Tasks form the reusable building blocks of algorithmic code. While they are often accessed from the command line, by executing a CmdLineTask, they may also be used directly by the Python programmer from within a script or notebook.
Across the stack and its documentation, there are a few different conventions for the names given to methods used as points of entry to the Task logic:
- Sometimes, we use a run method which takes a list of explicit data types;
- Sometimes, we use a run method which takes a Butler dataRef;
- Sometimes, we provide a runDataRef method which takes a dataRef, unpacks it into its constituent parts, and calls run appropriately;
- Sometimes, rather than providing run as the primary point of entry to the task, we use some other name which reflects its functionality (e.g. CharacterizeImageTask.characterize, CalibrateTask.calibrate, etc).
For the convenience of Python programmers, who would like to be able to call Tasks in a uniform way, and to ensure that the arguments to every Task are explicit (rather than an opaque blob), I suggest that we should standardize our approach as follows:
- Every Task (including CmdLineTasks) must provide a run method as their primary point of entry.
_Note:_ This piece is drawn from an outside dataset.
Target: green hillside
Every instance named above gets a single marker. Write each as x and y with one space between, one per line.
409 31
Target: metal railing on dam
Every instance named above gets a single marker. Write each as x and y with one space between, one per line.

This must take as explicit arguments everything the Task needs to get its job done (ie, not a dataRef).
- Tasks may provide a runDataRef method which accepts a dataRef as input, extracts the necessary information from that dataRef, and then calls run.
Note that adopting this RFC will involve not just changing our documentation and updating existing Tasks to follow the new convention, but also changing the logic in pipe_base which calls CmdLineTask.run with a dataRef.